When he arrived in Péké in 2014, the priest found various fundamentalist sects present, such as the “Church of God of the Oil”, the “Pentecost Church” and also the “Chapel of the International Conquerors”. But these sects were telling people that when they fell ill, it was because an uncle or an aunt had cast a spell on them – thereby creating division among the families. “For the pygmies, the family is sacred, so these sects did not completely convince them. And once the coronavirus arrived, they packed up their bags and left.”
The Catholic faith has changed something in their lives
In order to properly get to know the pygmies, this missionary priest lived among them, went fishing with them. At first, “they were mistrustful, because they had already had experience of broken promises by the various electoral candidates…” And additionally, “they thought that Christ was not compatible with their own traditions, but I discovered that they were already living many of the Gospel values without even knowing it.” For example, Father Bango explains, couples marry for life. The concept of divorce does not exist among them, nor does that of polygamy. And they are not in the least materialistic.
Today these Gospel values have become fully integrated in their lives. Sunday Mass is no longer simply an option, but an essential part of the life of faith.
The people are also favourably disposed to the Church’s efforts to lead them away from their fetishist practices, which consist in casting spells and are a cause of many internal dissensions, Father Bango reports. “I am also, for example, trying to teach them not to take what does not belong to them. They have no notion of storing food, for of course they don’t have any kind of material means of doing so, such as a refrigerator, and that exposes them to a precarious, hand-to-mouth existence.”
In the past, he explains, they used to always work in the fields for other people. “Now they are learning to work for themselves. With the lockdown decreed by the government to prevent the spread of coronavirus, they have taken advantage of this time to work in their own fields. And this is an important step forward!”

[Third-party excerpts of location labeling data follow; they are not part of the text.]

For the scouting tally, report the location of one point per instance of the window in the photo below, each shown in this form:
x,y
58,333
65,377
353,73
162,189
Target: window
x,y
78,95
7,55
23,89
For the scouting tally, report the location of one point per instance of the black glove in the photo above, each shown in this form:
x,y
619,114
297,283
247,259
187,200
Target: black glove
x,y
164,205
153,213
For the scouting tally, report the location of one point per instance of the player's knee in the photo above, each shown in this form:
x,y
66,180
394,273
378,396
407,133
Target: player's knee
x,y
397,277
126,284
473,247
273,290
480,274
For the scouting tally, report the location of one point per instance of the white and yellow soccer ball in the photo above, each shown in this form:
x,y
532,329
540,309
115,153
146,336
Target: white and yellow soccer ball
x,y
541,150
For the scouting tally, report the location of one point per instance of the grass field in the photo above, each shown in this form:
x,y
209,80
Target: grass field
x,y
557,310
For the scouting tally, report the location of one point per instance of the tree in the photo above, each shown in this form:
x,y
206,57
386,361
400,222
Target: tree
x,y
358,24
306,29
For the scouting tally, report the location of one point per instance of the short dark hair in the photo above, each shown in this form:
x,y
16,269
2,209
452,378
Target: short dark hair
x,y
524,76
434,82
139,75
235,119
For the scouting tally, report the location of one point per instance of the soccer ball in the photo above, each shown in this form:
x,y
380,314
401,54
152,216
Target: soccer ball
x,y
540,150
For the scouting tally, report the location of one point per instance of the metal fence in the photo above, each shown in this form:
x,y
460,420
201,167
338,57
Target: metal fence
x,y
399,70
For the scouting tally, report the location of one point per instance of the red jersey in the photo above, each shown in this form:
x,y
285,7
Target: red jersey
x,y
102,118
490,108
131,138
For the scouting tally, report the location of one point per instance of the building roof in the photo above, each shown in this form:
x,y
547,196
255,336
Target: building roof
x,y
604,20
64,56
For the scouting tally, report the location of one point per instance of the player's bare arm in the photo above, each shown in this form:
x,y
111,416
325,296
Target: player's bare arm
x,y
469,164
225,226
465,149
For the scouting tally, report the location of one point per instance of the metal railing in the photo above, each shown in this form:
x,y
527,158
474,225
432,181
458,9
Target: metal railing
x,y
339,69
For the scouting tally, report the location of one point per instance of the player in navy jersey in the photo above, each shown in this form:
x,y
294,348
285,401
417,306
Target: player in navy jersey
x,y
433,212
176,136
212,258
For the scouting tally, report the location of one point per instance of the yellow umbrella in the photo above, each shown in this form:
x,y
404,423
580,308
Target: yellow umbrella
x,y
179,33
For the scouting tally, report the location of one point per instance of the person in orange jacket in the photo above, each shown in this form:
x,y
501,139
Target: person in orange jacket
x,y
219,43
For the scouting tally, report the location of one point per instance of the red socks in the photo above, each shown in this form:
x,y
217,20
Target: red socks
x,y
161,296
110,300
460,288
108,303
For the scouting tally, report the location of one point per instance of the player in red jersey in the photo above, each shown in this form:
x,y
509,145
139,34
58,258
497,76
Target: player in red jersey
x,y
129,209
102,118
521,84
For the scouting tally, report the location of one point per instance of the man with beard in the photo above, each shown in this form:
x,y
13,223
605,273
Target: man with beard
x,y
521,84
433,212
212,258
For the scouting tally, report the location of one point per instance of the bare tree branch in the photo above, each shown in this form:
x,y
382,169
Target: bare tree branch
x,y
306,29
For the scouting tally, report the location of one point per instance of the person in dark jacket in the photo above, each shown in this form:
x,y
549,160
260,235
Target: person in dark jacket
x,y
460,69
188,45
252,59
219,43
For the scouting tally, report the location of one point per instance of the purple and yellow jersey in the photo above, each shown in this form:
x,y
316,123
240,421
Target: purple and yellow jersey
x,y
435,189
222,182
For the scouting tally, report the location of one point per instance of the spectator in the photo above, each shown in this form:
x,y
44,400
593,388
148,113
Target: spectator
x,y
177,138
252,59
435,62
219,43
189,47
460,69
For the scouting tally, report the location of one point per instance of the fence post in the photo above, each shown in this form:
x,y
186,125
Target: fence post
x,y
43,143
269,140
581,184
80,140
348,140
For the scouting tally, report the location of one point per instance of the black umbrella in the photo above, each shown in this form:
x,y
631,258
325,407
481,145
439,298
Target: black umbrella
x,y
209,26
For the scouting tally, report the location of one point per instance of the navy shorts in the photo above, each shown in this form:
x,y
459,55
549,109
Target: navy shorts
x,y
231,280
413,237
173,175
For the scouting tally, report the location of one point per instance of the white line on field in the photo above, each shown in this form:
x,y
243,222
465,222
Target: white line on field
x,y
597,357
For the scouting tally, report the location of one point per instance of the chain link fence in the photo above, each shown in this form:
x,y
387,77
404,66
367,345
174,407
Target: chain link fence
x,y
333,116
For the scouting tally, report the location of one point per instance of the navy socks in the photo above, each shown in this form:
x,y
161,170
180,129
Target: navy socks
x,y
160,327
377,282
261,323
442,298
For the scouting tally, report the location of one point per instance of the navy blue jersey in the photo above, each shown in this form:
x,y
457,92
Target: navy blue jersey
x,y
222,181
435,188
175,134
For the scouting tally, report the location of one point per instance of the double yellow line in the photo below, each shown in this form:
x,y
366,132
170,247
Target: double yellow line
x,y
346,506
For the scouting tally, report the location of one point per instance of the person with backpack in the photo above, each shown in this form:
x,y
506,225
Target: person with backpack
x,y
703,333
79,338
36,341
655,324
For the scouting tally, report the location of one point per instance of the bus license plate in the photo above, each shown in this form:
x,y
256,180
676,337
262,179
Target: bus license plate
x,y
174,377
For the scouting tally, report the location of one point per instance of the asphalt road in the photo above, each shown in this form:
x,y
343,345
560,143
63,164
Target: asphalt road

ACN has been supporting the diocese of Ouesso, where Father Bango ministers, for the past 25 years. Over the past five years it has funded 15 projects for a total value of over 150,000 Euros.
A people threatened with extinction
The indigenous peoples of this region (the pygmies) are divided into a number of distinct groups, such as the Twa, the Aka, the Baka and the Mbuti, spread across a number of different countries of Central Africa, including the Central African Republic, the Republic of Congo, the Democratic Republic of the Congo, Rwanda, Uganda, Cameroon and Gabon. According to various sources there are thought to be several hundred thousand pygmies in these regions of equatorial Africa, possibly as many as 900,000. There are estimated to be almost 600,000 in the Democratic Republic of the Congo alone.
Seizure of their traditional lands
In many places the indigenous pygmy populations, along with many other local communities, have fallen victim in recent decades to the seizure of their traditional lands for agriculture and logging operations. The pygmies are suffering as a result of deforestation and the intrusion of mining companies and also from the wars that are ravaging their lands. They can only watch helplessly as the traditional sites are destroyed, places where there were treasured fruit trees, such as mangoes, safou trees (African pears) and avocados… To say nothing of the graves of their ancestors.